The defendant had become deeply aggrieved by the course of the family proceedings and attributed blame to the two claimants. Having failed to obtain redress through regulatory complaints, civil claims (struck out as totally without merit) and contempt proceedings, he turned to direct threats and public allegation. His emails to the first claimant — a junior solicitor at the instructed firm — included statements that she would be "destroyed", that he had "something much more creative and unpleasant planned", and that he had a "whole weekend" over Easter to release material to ITN and the Liverpool Echo before she could seek relief. The second claimant, a junior barrister who had appeared at just two hearings in 2024, received emails threatening to name her in TikTok videos as a "dishonest barrister" — videos that were subsequently published.
Eardley J applied the s12(3) threshold rather than the more stringent Bonnard v Perryman rule, accepting that the claim was framed in harassment alone, with no damages sought and no reliance on defamation. The primary aim, on the evidence, was to stop the conduct — not to vindicate reputation.

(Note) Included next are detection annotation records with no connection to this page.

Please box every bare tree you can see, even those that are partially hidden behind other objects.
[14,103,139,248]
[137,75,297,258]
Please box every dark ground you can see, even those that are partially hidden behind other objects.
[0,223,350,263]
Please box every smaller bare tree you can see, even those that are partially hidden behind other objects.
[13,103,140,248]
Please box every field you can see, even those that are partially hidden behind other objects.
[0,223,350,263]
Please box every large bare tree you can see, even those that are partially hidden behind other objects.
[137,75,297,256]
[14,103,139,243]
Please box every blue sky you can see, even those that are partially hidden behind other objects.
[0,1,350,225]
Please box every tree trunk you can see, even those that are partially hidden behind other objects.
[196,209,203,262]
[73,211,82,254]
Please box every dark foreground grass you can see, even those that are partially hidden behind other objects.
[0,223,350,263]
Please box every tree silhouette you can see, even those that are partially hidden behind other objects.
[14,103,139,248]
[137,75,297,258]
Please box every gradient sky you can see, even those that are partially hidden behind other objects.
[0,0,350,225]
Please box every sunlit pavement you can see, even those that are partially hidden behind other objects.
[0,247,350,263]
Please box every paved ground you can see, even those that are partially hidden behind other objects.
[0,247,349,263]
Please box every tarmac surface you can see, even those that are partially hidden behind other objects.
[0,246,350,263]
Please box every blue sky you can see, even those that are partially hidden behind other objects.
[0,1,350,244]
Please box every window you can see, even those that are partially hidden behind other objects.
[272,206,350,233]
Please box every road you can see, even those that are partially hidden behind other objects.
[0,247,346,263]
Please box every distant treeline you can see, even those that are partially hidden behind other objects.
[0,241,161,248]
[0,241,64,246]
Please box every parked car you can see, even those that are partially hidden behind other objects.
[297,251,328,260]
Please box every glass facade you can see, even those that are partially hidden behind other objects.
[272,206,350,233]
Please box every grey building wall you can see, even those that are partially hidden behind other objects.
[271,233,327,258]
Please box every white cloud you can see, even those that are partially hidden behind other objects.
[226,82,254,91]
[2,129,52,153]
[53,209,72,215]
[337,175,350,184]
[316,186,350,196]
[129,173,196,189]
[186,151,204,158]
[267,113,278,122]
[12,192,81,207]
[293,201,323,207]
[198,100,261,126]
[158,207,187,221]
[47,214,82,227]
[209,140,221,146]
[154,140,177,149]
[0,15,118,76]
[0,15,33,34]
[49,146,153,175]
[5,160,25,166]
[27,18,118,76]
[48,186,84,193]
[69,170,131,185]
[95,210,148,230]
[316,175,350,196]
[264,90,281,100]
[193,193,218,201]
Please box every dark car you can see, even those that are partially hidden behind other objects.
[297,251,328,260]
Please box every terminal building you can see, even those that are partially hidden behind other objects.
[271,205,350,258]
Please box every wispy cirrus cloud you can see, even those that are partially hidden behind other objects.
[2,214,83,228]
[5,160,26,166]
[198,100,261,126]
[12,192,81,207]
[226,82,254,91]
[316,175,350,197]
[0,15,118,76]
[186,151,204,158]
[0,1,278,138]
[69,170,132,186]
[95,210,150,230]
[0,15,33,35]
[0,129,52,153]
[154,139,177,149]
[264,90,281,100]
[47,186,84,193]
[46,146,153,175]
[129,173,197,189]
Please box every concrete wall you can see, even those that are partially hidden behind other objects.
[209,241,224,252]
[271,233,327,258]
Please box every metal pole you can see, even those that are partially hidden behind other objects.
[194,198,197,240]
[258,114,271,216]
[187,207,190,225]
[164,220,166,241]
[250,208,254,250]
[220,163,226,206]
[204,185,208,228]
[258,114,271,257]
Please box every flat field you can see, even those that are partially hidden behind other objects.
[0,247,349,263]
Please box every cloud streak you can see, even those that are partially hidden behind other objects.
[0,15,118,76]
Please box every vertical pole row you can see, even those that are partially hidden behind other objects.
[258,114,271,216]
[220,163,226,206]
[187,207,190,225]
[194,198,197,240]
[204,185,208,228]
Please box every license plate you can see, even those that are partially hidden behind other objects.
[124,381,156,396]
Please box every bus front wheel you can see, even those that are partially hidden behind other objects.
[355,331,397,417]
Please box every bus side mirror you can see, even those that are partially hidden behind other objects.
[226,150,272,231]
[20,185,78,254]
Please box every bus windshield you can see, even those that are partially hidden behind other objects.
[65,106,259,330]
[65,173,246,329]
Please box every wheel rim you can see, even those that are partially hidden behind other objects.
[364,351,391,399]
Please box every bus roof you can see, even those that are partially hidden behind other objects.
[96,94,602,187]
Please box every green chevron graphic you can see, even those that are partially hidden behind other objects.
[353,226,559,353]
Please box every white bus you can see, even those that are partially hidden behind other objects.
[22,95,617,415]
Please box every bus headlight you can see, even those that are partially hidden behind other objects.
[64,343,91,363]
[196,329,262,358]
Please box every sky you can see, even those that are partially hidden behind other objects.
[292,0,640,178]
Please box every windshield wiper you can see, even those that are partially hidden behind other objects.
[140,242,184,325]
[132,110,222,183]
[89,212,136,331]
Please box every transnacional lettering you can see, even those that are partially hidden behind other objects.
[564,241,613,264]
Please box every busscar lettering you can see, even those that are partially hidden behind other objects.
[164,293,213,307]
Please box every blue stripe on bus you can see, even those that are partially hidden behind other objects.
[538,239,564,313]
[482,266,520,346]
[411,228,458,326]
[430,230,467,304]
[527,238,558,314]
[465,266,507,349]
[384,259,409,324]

On the substantive harassment analysis, the court drew on the principles summarised in Hayden v Dickenson [2020] EWHC 3291 and endorsed in Scottow v CPS. The harassing quality of publication cases lies more in manner and frequency than in the truth or falsity of the allegations. The defendant's argument that his conduct was analogous to a critical online review of a dishonest tradesman was firmly rejected: this was a prolonged, escalating campaign with the avowed aim of professional destruction, not a one-off expression of opinion.
The court also considered the Iqbal principle — that inter partes correspondence connected to litigation attracts immunity from harassment claims — but found it did not assist the defendant as regards the TikTok publications, and noted it went no further than protecting communications with a genuine nexus to the proceedings.
On injunction terms, the judge declined to prohibit contact with regulators or police, finding interim restriction disproportionate given that such bodies operate their own filtering procedures. He also refused to restrain future civil claims, noting the established civil restraint order regime already provides the appropriate mechanism. Crucially, the defendant was expressly permitted to report on public hearings and publish this judgement — subject only to the withholding order protecting the children's identities and details of the family proceedings.
The case carries a clear reminder of the interface between family court confidentiality and High Court harassment litigation. Neither side may deploy detailed family proceedings material in collateral civil claims without the Family Court's permission; a point the judge enforced robustly by excluding unapproved documents from both parties.
The court left open, but plainly flagged, the jurisdiction recognised in Titan Wealth Holdings Ltd v Okunola [2026] EWCA Civ 138 to restrain conduct that threatens the integrity of the court's own process — a jurisdiction that may yet be engaged as proceedings progress.